Milk is an opaque white liquid produced by the mammary glands of mammals. It provides the primary source of nutrition for young mammals before they are able to digest other types of food. The early lactation milk is known as colostrum, and carries the mother's antibodies to the baby. It can reduce the risk of many diseases in the baby. The exact components of raw milk varies by species, but it contains significant amounts of saturated fat, protein and calcium as well as vitamin C. Cow's milk has a pH ranging from 6.4 to 6.8, making it slightly acidic.
Human breast milk is the perfect food for infants, provided it comes from a healthy, well-nourished mother and the infant is full-term. Breastmilk contains important antibodies, white blood cells, and nutrients. In communities where hygiene is poor, breast-fed babies have fewer infections than formula-fed babies.
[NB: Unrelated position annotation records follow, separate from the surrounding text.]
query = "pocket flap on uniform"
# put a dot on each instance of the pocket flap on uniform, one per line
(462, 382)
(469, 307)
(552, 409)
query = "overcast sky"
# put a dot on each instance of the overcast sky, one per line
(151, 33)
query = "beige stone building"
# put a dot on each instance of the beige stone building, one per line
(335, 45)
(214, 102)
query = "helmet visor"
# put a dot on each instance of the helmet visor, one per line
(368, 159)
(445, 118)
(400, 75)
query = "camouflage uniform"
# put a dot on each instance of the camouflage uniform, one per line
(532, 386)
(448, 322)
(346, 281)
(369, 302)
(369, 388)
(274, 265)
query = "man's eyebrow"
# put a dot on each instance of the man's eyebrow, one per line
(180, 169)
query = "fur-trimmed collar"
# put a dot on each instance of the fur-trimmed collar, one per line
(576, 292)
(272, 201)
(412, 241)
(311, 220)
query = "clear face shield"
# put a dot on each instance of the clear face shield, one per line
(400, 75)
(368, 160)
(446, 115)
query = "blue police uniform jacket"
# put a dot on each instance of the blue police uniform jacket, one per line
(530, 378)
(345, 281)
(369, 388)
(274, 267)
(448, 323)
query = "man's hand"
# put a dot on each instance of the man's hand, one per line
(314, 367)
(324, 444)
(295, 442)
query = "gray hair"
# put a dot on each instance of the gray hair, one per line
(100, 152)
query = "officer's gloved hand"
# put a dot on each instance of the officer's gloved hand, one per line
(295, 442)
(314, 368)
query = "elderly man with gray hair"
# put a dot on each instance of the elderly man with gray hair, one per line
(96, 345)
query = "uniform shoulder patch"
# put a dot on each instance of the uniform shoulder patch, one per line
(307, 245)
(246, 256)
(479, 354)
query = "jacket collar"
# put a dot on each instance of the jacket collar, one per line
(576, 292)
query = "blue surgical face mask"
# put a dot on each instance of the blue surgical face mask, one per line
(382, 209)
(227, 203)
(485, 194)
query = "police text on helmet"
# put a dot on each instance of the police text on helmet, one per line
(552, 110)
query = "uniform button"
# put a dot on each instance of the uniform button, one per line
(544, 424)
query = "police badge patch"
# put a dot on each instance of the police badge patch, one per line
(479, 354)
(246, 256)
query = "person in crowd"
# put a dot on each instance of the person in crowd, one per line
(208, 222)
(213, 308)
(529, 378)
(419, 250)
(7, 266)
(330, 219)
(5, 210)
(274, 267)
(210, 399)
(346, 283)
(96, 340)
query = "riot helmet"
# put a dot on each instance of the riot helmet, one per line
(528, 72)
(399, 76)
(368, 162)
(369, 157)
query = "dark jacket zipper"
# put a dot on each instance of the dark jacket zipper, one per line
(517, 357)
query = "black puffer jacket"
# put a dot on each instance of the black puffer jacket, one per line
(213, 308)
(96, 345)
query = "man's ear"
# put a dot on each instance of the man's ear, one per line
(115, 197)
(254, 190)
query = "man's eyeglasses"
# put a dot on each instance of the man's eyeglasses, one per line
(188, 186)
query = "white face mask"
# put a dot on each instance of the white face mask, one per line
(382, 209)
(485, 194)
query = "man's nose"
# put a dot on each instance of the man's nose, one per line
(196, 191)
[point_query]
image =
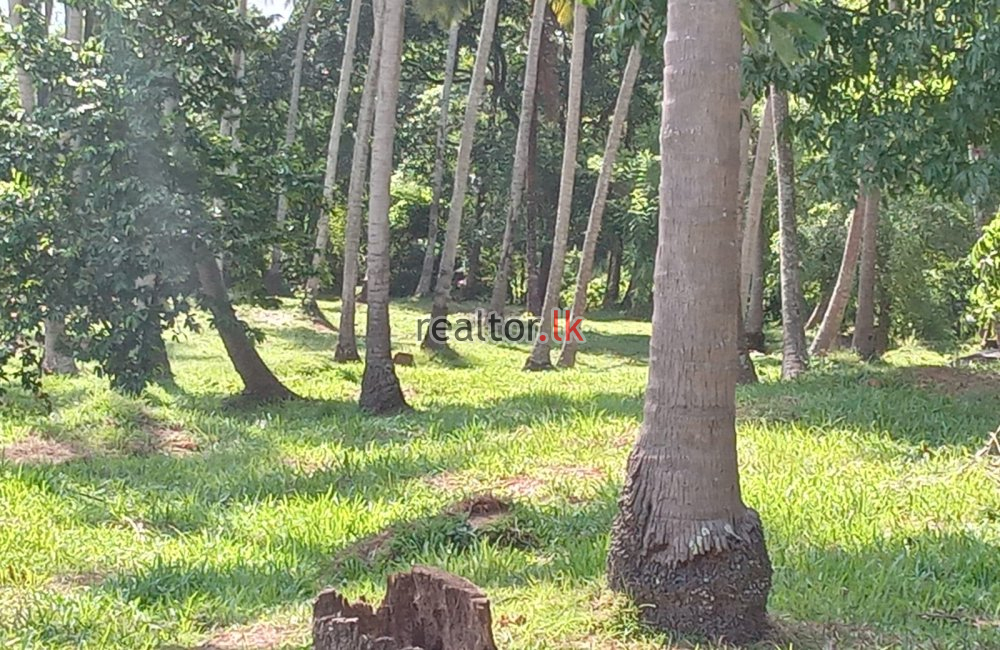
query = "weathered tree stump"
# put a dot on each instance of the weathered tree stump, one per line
(424, 609)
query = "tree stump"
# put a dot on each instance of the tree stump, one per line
(424, 609)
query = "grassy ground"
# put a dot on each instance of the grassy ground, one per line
(176, 521)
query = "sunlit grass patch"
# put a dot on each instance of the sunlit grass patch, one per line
(193, 520)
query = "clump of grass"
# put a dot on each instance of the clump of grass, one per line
(880, 518)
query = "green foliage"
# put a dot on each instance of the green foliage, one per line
(242, 519)
(985, 262)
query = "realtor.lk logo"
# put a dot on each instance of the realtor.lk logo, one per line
(491, 328)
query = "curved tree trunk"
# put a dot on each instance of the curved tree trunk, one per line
(463, 165)
(864, 324)
(753, 245)
(274, 281)
(347, 344)
(684, 546)
(258, 380)
(437, 178)
(332, 162)
(567, 356)
(380, 390)
(794, 355)
(540, 358)
(518, 174)
(834, 316)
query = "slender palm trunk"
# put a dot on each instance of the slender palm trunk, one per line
(274, 281)
(332, 161)
(752, 249)
(864, 324)
(446, 272)
(827, 335)
(229, 125)
(260, 384)
(25, 86)
(540, 358)
(794, 355)
(816, 315)
(518, 176)
(380, 390)
(437, 177)
(684, 546)
(567, 356)
(347, 344)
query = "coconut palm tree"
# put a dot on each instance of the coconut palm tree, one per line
(380, 390)
(520, 168)
(567, 356)
(684, 546)
(446, 272)
(274, 280)
(437, 176)
(347, 344)
(332, 160)
(841, 295)
(540, 352)
(56, 359)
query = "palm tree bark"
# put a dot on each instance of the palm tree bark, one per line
(540, 358)
(437, 176)
(833, 318)
(518, 175)
(274, 281)
(864, 324)
(794, 355)
(26, 87)
(347, 344)
(332, 161)
(684, 546)
(463, 165)
(567, 356)
(380, 390)
(752, 249)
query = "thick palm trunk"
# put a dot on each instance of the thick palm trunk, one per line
(864, 342)
(518, 175)
(333, 160)
(437, 177)
(827, 335)
(540, 358)
(258, 380)
(347, 344)
(752, 249)
(794, 355)
(463, 166)
(567, 356)
(380, 390)
(274, 281)
(684, 546)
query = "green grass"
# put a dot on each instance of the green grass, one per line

In the past, infants who could not be breast-fed were given cow’s milk that was partially “humanized” with the addition of water and a small amount of sugar or wheat flour. However, this was far from an ideal substitute for breast milk, being lower in iron and containing undenatured proteins that could produce allergic reactions with bleeding into the gut and, in some cases, eczema.
Lactose, the characteristic sugar of milk, is a disaccharide made of the monosaccharides glucose and galactose. Some adults can break down the lactose of large quantities of milk into galactose and glucose, but others have an inherited lactose intolerance as a result of the lactase enzyme no longer being secreted into the gut after the age of weaning. As a result, unabsorbed lactose is fermented by bacteria and produces bloating and gas. People who have little lactase in their bodies can still consume large amounts of milk if it has been allowed to go sour, if lactobacilli have split most of the lactose into lactic acid (as in yogurt), or if the lactose has been treated with commercially available lactase. People originating in northern Europe usually retain full intestinal lactase activity into adult life.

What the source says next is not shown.